Winter Beyond Winter: The Films of Jonathan Schwartz

 If the War Continues
April 11th 2025

“April is the cruelest month,” wrote the poet T. S. Eliot in 1922 in his poem The Wasteland. Today, during our own April of 2025, the sudden and severe cruelties wrought by the state of the world are overwhelming many of us. In such a climate, sharing art—especially art that does not deny pain or fear, but also attends to the precarious beauties of the world—can be a balm for the soul. The experimental filmmaker Jonathan Schwartz's 16mm works speak to this dichotomy and provide an opportunity to collectively share in moments of despair, hope, and exaltation.

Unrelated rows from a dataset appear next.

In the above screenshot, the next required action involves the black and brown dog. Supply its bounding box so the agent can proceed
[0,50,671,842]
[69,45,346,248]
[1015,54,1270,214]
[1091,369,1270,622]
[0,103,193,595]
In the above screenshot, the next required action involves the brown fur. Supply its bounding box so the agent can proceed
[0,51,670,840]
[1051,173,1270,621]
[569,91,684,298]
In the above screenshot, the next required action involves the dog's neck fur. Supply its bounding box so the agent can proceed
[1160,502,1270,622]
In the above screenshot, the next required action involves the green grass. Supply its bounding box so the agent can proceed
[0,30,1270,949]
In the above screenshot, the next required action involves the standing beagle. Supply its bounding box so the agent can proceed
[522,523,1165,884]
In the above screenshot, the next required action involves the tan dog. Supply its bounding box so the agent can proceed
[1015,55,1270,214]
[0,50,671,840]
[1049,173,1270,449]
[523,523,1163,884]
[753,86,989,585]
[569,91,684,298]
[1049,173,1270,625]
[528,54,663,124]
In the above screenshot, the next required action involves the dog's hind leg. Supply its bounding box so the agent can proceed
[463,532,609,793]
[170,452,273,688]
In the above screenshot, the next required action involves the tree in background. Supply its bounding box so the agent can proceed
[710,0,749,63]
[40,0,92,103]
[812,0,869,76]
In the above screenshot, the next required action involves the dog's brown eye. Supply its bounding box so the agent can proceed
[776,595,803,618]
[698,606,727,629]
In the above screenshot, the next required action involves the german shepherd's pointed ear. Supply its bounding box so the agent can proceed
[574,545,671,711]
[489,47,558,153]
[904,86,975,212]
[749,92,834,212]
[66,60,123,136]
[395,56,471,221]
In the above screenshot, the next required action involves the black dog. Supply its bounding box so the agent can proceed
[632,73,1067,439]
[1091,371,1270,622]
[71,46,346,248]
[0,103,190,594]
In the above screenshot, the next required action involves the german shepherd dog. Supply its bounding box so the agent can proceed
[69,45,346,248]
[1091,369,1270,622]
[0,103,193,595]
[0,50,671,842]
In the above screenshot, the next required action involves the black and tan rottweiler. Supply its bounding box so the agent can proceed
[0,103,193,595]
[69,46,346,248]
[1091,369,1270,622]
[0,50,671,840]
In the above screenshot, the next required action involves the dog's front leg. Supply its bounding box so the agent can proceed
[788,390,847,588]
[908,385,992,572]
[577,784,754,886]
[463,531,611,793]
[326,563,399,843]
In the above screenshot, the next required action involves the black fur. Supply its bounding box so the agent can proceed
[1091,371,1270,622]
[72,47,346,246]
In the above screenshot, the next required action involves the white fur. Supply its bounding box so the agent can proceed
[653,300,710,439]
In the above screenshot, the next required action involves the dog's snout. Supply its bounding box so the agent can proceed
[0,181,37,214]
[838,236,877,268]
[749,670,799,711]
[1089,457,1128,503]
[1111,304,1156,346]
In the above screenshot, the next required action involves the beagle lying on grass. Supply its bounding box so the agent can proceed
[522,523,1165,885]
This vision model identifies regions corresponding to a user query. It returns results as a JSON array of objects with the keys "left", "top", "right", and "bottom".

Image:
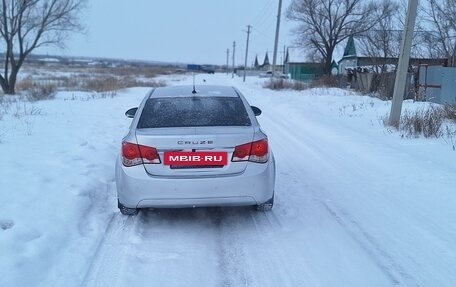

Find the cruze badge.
[{"left": 177, "top": 141, "right": 214, "bottom": 145}]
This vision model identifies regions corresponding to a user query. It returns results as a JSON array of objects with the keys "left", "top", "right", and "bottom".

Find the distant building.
[
  {"left": 254, "top": 52, "right": 271, "bottom": 71},
  {"left": 338, "top": 36, "right": 447, "bottom": 75},
  {"left": 284, "top": 47, "right": 325, "bottom": 81}
]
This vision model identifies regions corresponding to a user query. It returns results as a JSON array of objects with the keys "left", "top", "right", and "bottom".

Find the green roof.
[{"left": 344, "top": 36, "right": 356, "bottom": 57}]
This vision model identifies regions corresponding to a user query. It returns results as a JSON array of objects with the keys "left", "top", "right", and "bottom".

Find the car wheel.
[
  {"left": 255, "top": 195, "right": 274, "bottom": 211},
  {"left": 117, "top": 200, "right": 138, "bottom": 215}
]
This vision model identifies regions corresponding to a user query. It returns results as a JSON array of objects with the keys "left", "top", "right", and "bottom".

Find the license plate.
[{"left": 164, "top": 151, "right": 228, "bottom": 166}]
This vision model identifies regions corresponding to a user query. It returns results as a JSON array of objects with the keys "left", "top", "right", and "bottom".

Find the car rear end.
[{"left": 116, "top": 86, "right": 275, "bottom": 212}]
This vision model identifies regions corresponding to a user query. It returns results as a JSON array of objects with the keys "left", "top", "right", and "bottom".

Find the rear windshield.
[{"left": 138, "top": 97, "right": 251, "bottom": 129}]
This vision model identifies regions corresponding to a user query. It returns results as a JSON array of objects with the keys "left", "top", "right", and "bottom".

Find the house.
[
  {"left": 284, "top": 47, "right": 325, "bottom": 81},
  {"left": 253, "top": 52, "right": 271, "bottom": 71},
  {"left": 338, "top": 36, "right": 446, "bottom": 75}
]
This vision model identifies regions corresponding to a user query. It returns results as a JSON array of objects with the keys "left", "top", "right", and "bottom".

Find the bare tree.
[
  {"left": 0, "top": 0, "right": 86, "bottom": 94},
  {"left": 287, "top": 0, "right": 378, "bottom": 74},
  {"left": 358, "top": 0, "right": 403, "bottom": 73},
  {"left": 421, "top": 0, "right": 456, "bottom": 66}
]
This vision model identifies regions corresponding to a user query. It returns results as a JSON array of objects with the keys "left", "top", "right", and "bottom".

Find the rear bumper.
[{"left": 116, "top": 156, "right": 275, "bottom": 208}]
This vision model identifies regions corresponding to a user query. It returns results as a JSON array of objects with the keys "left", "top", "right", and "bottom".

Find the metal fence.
[{"left": 419, "top": 65, "right": 456, "bottom": 104}]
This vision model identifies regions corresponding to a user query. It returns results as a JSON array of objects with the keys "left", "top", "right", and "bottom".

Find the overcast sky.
[{"left": 38, "top": 0, "right": 294, "bottom": 65}]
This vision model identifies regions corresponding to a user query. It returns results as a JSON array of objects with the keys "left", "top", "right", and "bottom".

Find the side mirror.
[
  {"left": 251, "top": 106, "right": 261, "bottom": 116},
  {"left": 125, "top": 108, "right": 138, "bottom": 118}
]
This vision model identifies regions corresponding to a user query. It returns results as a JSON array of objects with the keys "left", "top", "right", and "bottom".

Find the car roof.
[{"left": 150, "top": 85, "right": 239, "bottom": 98}]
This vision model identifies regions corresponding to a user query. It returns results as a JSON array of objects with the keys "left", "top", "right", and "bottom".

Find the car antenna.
[{"left": 192, "top": 72, "right": 196, "bottom": 94}]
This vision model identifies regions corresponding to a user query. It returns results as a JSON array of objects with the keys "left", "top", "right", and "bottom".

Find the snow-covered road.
[{"left": 0, "top": 75, "right": 456, "bottom": 286}]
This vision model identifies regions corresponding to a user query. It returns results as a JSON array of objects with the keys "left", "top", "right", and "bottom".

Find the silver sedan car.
[{"left": 116, "top": 86, "right": 275, "bottom": 215}]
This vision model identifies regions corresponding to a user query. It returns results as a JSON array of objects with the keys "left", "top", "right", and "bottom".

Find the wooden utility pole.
[
  {"left": 231, "top": 41, "right": 236, "bottom": 78},
  {"left": 271, "top": 0, "right": 282, "bottom": 78},
  {"left": 243, "top": 25, "right": 252, "bottom": 82},
  {"left": 226, "top": 49, "right": 230, "bottom": 76},
  {"left": 388, "top": 0, "right": 418, "bottom": 127}
]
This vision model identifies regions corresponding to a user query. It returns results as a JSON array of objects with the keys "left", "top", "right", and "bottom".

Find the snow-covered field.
[{"left": 0, "top": 74, "right": 456, "bottom": 287}]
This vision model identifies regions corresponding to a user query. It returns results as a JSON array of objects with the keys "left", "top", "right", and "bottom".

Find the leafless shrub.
[
  {"left": 16, "top": 77, "right": 57, "bottom": 102},
  {"left": 443, "top": 104, "right": 456, "bottom": 121},
  {"left": 263, "top": 79, "right": 308, "bottom": 91},
  {"left": 309, "top": 75, "right": 347, "bottom": 88},
  {"left": 399, "top": 106, "right": 445, "bottom": 138}
]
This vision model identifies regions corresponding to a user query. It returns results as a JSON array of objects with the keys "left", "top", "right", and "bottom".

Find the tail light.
[
  {"left": 231, "top": 139, "right": 269, "bottom": 163},
  {"left": 122, "top": 142, "right": 161, "bottom": 166}
]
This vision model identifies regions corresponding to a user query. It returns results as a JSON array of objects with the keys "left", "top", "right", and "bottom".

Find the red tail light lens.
[
  {"left": 231, "top": 139, "right": 269, "bottom": 163},
  {"left": 122, "top": 142, "right": 161, "bottom": 166}
]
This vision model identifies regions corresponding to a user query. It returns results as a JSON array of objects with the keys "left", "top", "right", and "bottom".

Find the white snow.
[{"left": 0, "top": 74, "right": 456, "bottom": 286}]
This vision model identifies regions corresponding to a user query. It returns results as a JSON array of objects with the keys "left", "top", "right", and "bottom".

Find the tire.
[
  {"left": 255, "top": 195, "right": 274, "bottom": 211},
  {"left": 117, "top": 200, "right": 138, "bottom": 215}
]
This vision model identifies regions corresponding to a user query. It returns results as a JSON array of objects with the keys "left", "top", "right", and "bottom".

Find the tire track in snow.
[
  {"left": 80, "top": 212, "right": 142, "bottom": 287},
  {"left": 260, "top": 117, "right": 419, "bottom": 286}
]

“Winter Beyond Winter,” curated by Dan Stangl and named after one of Schwartz’s films, is the first solo program of his work in New York in five years. (The 57th New York Film Festival honored him with a program titled “Appearances and Disappearances” a year after his untimely death.) Spectacle’s series features six films, made between 2007 and 2017. They range from his final two films, A Leaf is a Sea is a Theatre (2017) and The Crack-Up (2017), to earlier works shot during New England winters over a number of years. On the surface, the program follows seasonal changes, beginning with the brilliant colors, longing, and sadness of autumn in A Leaf, and then moving through the violence and stunning beauty of winter in The Crack-Up, If the War Continues (2012, pictured at top), For a Winter (2007), and Winter Beyond Winter (2016). The program ends with the promise of transformation, alluded to in the New Year’s Sun (2010). On a more profound level, these six films embody Schwartz’s gift for combining personally meaningful texts and existential questions with lyrical images of nature that arise from his own idiosyncratic aesthetic approach. His attention to transformations occasioned by light, his physical movements with the camera, and his in-camera winding and rewinding of film stock all embody his and the world’s fortuitous memory and fleeting hold.

While Schwartz’s oeuvre contains numerous films made while travelling the world—in India, Israel, and Turkey—Spectacle's selection focuses on those shot near his home in New England, with the exception of The Crack-Up, which was mostly filmed in Iceland in the early winter of 2017. The expressive handheld and gestural camerawork, in-camera superimpositions, and whimsical, generous gaze present in Schwartz’s lens conveys his delight and awe at his surroundings. Between depictions of seasons, places, and loved ones, fragments of texts—including excerpts from Susan Howe, James Tate, F. Scott Fitzgerald, Cormac McCarthy, and Herman Hesse—materialize and situate the philosophical and emotional tapestry Schwartz weaves for viewers in film. Doubt, fear, and despair commingle with his stunning affirmation of the splendors of life.

His last film, The Crack-Up, can be seen as a work for our moment: a philosophical call to action of the mind or body. He, like Fitzgerald, urges us to “see that things are hopeless and yet be determined to make them otherwise.” The Crack-Up expresses personal struggle, but also a cry for the earth, for the time and mass of glaciers, and for all of us. One can “crack in many ways” Fitzgerald writes, and Schwartz’s film suggests that such cracking besets, or will beset, us all. It is this that makes us human, vulnerable. His depiction of the ineffable battle between despair and hope, between anguish and buoyancy in response to this cracking from inside and out is profoundly moving.

WINTER BEYOND WINTER: The Films of Jonathan Schwartz screens tonight, April 11, and on April 13 at Spectacle. After the screening, there will be a talk between Jonathan’s partner, the landscape designer Emily Drury, and the writer and scholar Rebekah Rutkoff.